From Bugzilla Helper: User-Agent: Mozilla/4.76 [en] (X11; U; Linux 2.4.2-2 i686) Description of problem: During the tests of SAP's latest Business Application Server on RedHat 7.1 it occurs that the app aborts with segmentation fault. The executable is compiled and linked on RH 6.1. How reproducible: Sometimes Steps to Reproduce: Core was generated by `dw.sapWAS_DVEBMGS18 pf=/usr/sap/WAS/SYS/profile/WAS_DVEBMGS18_lwsp700'. Program terminated with signal 11, Segmentation fault. Reading symbols from /lib/libdl.so.2...done. Loaded symbols for /lib/libdl.so.2 Reading symbols from /lib/i686/libpthread.so.0...done. warning: Unable to set global thread event mask: generic error [New Thread 1024 (LWP 11580)] Error while reading shared library symbols: Cannot enable thread event reporting for Thread 1024 (LWP 11580): generic error Reading symbols from /usr/sap/WAS/SYS/exe/run/dw_xml.so...done. Loaded symbols for /usr/sap/WAS/SYS/exe/run/dw_xml.so Reading symbols from /usr/sap/WAS/SYS/exe/run/dw_xtc.so...done. Loaded symbols for /usr/sap/WAS/SYS/exe/run/dw_xtc.so Reading symbols from /usr/sap/WAS/SYS/exe/run/dw_stl.so...done. Loaded symbols for /usr/sap/WAS/SYS/exe/run/dw_stl.so Reading symbols from /usr/lib/libstdc++-libc6.1-2.so.3...done. Loaded symbols for /usr/lib/libstdc++-libc6.1-2.so.3 Reading symbols from /lib/i686/libm.so.6...done. Loaded symbols for /lib/i686/libm.so.6 Reading symbols from /lib/i686/libc.so.6...done. Loaded symbols for /lib/i686/libc.so.6 Reading symbols from /lib/ld-linux.so.2...done. Loaded symbols for /lib/ld-linux.so.2 #0 __pthread_alt_lock (lock=0x40869124, self=0x0) at spinlock.c:407 407 spinlock.c: No such file or directory. in spinlock.c (gdb) bt #0 __pthread_alt_lock (lock=0x40869124, self=0x0) at spinlock.c:407 #1 0x40028c86 in __pthread_mutex_lock (mutex=0x40869114) at mutex.c:120 #2 0x40862e31 in __register_frame_info (begin=0x402a3d80, ob=0x402d5cc0) at ../../gcc/frame.c:627 #3 0x400c52d2 in _init () from /usr/sap/WAS/SYS/exe/run/dw_xml.so #4 0x400c0131 in _init () from /usr/sap/WAS/SYS/exe/run/dw_xml.so #5 0x4000df57 in _dl_init () at eval.c:41 (gdb) [wasadm@lwsp700 work]$ Additional info: The same executable is running without Problems on SuSE 7.2. Both distributions claim to have glibc 2.2.2.

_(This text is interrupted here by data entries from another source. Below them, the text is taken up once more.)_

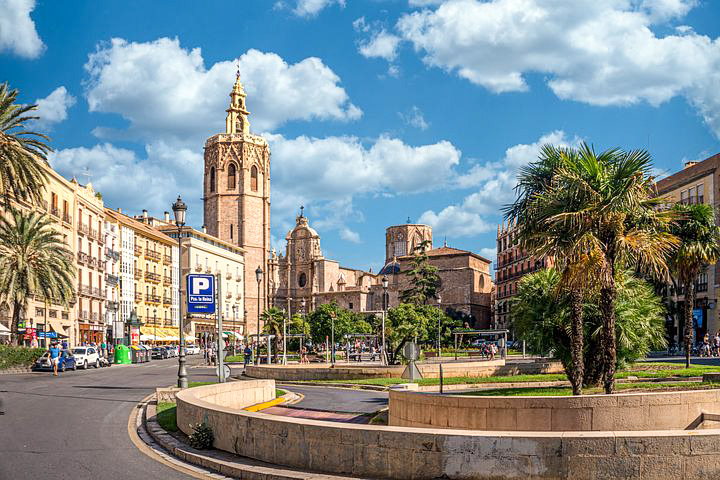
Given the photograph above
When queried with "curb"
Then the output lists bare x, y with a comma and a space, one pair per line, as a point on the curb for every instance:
221, 462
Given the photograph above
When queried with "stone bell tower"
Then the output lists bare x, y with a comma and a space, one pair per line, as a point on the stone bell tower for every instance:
236, 198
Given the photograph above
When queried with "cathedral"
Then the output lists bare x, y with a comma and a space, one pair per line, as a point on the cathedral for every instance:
237, 210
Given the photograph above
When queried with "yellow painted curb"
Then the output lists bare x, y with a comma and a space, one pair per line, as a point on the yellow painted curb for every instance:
264, 405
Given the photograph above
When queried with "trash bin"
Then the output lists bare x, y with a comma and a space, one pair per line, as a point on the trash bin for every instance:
122, 355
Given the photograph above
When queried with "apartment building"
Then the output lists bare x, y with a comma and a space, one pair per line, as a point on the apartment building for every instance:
695, 183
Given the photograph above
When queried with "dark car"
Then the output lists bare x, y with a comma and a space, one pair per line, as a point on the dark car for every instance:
160, 352
67, 362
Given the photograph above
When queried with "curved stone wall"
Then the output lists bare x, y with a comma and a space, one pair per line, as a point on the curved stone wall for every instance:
424, 453
348, 371
629, 411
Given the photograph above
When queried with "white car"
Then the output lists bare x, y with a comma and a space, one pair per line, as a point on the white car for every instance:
86, 357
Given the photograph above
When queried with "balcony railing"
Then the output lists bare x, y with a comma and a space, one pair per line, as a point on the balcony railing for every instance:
152, 298
152, 277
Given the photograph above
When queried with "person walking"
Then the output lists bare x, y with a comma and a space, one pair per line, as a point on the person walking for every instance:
54, 357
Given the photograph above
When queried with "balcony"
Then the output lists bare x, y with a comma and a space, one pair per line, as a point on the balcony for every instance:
155, 256
152, 277
152, 298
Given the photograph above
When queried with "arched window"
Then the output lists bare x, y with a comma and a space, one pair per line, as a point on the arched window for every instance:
231, 177
253, 178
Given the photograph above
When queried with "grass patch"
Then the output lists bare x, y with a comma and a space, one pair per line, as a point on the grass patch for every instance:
567, 391
167, 416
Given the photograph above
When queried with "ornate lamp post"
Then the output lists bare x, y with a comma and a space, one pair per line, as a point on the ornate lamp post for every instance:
179, 209
258, 277
385, 302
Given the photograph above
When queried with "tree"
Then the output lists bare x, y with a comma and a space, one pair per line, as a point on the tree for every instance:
607, 206
699, 247
424, 279
542, 317
23, 153
33, 261
273, 319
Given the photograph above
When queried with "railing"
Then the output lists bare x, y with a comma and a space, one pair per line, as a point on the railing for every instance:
152, 277
152, 298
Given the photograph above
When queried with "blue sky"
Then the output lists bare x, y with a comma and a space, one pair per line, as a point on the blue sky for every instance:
376, 110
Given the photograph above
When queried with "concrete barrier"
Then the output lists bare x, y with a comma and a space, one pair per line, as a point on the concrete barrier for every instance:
624, 411
342, 371
424, 453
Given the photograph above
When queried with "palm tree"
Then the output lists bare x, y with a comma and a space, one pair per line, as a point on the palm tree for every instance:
607, 205
700, 247
33, 261
273, 319
23, 153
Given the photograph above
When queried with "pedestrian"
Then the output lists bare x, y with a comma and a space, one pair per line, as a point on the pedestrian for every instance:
54, 357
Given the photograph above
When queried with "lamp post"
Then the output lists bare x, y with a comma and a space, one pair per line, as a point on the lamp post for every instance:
258, 277
385, 283
179, 209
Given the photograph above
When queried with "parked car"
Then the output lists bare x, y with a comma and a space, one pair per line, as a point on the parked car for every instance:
67, 362
160, 352
86, 357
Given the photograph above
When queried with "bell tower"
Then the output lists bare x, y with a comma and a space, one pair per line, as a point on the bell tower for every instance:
236, 200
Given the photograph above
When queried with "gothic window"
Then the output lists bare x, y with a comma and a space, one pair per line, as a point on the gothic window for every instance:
253, 178
231, 177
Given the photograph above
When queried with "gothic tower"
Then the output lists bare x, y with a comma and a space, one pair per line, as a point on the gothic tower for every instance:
236, 199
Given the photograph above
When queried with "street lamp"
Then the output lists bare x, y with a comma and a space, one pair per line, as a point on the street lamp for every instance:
258, 277
179, 209
385, 283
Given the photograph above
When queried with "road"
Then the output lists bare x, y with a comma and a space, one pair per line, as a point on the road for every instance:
75, 426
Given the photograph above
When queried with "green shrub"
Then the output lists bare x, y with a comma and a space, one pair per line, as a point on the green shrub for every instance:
11, 356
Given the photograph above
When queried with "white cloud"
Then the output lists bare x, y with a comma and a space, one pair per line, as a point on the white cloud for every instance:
495, 187
415, 118
310, 8
165, 90
53, 108
607, 53
380, 45
17, 30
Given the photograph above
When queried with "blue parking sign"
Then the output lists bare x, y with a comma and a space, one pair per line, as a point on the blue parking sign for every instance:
201, 293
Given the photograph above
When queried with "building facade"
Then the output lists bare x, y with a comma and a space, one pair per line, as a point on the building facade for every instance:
513, 263
236, 199
692, 185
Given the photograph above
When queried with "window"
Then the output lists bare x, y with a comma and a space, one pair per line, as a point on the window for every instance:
231, 176
253, 178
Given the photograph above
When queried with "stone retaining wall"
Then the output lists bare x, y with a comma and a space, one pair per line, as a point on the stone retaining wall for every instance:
423, 453
630, 411
342, 371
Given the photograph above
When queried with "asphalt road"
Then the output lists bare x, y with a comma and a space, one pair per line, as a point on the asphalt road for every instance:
74, 426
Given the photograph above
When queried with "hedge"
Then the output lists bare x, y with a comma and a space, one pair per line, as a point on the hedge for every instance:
18, 356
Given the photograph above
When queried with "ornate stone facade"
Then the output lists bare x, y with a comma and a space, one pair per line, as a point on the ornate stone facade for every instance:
237, 196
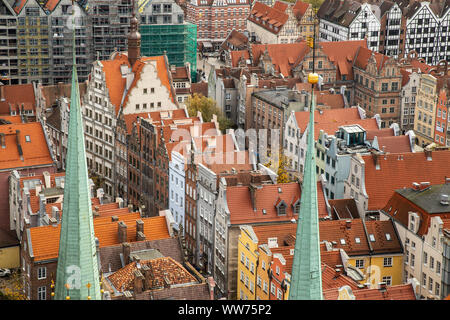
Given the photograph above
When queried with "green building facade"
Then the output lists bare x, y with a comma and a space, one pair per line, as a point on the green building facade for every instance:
178, 41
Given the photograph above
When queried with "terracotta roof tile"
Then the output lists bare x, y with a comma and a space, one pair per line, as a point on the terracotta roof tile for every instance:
330, 120
342, 54
180, 73
45, 239
162, 268
114, 81
300, 8
162, 70
332, 279
343, 209
397, 144
200, 88
280, 54
385, 132
395, 174
34, 153
398, 292
345, 238
382, 231
10, 119
241, 207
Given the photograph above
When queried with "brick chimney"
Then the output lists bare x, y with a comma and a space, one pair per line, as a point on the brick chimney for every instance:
96, 211
122, 232
424, 185
428, 155
140, 236
376, 160
211, 285
254, 194
148, 277
348, 224
126, 251
2, 140
47, 182
138, 281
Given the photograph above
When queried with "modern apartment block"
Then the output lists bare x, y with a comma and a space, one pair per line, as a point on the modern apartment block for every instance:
8, 44
164, 29
36, 41
110, 22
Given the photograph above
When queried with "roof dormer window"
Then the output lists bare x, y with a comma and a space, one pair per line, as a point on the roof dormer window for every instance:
281, 208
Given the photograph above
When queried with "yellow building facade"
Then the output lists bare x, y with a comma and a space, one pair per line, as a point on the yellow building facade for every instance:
379, 268
247, 264
10, 257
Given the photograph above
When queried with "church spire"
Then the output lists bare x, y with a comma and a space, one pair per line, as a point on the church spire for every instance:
306, 280
77, 274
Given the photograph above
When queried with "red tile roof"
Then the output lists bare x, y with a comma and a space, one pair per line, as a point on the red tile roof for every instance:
45, 239
50, 5
11, 119
397, 144
114, 81
34, 153
398, 292
333, 280
335, 230
241, 208
363, 56
334, 101
284, 55
162, 70
161, 268
269, 17
395, 174
343, 54
385, 132
330, 120
200, 88
399, 207
300, 8
180, 73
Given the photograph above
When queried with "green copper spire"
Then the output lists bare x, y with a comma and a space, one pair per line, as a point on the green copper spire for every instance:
77, 274
306, 280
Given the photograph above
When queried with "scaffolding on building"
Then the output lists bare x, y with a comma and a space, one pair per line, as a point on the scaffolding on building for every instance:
178, 41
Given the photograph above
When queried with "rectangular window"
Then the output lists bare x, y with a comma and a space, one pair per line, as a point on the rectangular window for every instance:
42, 273
42, 293
359, 263
387, 280
387, 262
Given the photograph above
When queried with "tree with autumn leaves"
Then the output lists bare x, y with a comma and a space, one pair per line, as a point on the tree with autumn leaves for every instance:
208, 107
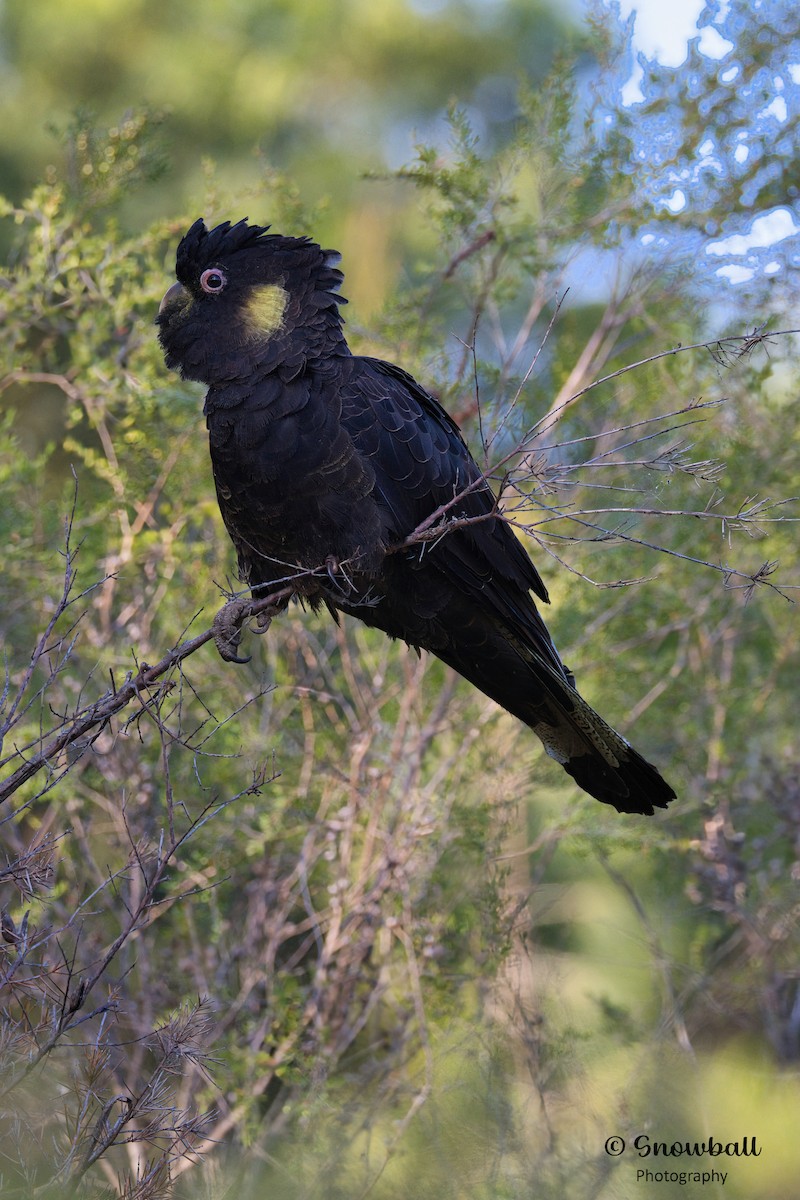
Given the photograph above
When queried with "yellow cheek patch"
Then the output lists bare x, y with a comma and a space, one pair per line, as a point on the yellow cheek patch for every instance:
264, 309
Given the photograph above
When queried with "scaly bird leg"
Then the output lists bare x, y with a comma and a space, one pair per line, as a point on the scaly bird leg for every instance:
228, 627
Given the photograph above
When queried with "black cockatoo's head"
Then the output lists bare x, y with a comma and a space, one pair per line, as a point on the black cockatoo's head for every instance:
247, 303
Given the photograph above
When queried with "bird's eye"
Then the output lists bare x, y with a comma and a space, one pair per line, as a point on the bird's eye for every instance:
214, 280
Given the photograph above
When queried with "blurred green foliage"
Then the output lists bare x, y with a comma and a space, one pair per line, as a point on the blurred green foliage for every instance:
431, 967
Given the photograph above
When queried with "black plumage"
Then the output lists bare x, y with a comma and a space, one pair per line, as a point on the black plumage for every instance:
323, 459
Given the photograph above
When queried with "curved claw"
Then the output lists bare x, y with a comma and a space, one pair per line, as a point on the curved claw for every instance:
227, 630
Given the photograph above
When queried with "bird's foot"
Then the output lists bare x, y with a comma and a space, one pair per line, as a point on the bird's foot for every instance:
227, 629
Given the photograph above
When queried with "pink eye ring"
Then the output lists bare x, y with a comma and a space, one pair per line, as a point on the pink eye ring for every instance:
214, 280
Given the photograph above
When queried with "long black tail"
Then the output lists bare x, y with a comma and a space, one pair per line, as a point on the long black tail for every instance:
533, 689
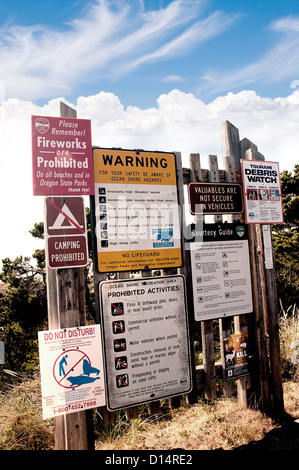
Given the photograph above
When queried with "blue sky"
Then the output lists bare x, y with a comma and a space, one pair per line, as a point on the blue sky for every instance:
153, 74
139, 50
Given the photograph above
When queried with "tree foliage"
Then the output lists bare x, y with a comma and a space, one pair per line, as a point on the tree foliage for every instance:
22, 311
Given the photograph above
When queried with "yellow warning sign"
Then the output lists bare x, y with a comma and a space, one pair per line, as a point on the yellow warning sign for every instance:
134, 167
137, 210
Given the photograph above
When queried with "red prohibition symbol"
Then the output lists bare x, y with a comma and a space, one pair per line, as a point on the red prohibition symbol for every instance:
73, 366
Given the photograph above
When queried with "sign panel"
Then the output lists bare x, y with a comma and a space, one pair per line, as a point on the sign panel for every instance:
262, 192
136, 209
146, 340
215, 198
235, 354
221, 271
71, 367
2, 353
65, 229
61, 156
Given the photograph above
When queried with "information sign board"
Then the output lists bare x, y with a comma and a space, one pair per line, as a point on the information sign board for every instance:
221, 275
145, 340
71, 366
236, 357
262, 192
61, 156
215, 198
65, 230
136, 209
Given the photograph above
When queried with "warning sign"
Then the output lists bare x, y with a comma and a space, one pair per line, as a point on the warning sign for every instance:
65, 230
146, 340
136, 210
61, 156
71, 366
262, 192
221, 274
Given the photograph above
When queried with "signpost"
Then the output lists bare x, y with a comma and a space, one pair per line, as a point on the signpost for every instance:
145, 340
221, 271
66, 236
61, 156
262, 192
215, 198
136, 208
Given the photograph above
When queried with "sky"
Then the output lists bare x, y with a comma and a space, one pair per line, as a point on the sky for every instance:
152, 74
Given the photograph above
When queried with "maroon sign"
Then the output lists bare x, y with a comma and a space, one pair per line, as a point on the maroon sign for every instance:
66, 232
61, 156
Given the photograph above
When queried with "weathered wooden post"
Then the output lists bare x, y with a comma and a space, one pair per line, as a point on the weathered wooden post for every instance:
66, 308
266, 330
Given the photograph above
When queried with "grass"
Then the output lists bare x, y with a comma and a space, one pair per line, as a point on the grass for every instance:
207, 425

Can you try running it with LD_ASSUME_KERNEL=2.2.5 in the environment? AFAIK SuSE does not enable floating thread stacks (the above environ variable disables them in RHL 7.1). Can you attach strace log? Also, can you run it under debugger and see what %gs register contains when it crashes?
I started the problematic executable with strace -ff -o trace <command> but got no output files (I noticed a strange behaviour of the threads I can not explain). Running with gdb does not show the segmentation fault. Setting the environment variable LD_ASSUME_KERNEL seems to be a workaround. I did not see the segmentation fault any more. Thanks for the workaround.
Can you try LD_DEBUG=all to see if it really crashes before transferring control: foobarbaz line? If yes, would it be possible to pack the main binary and its DT_NEEDED libraries somewhere, so that I could check it out myself?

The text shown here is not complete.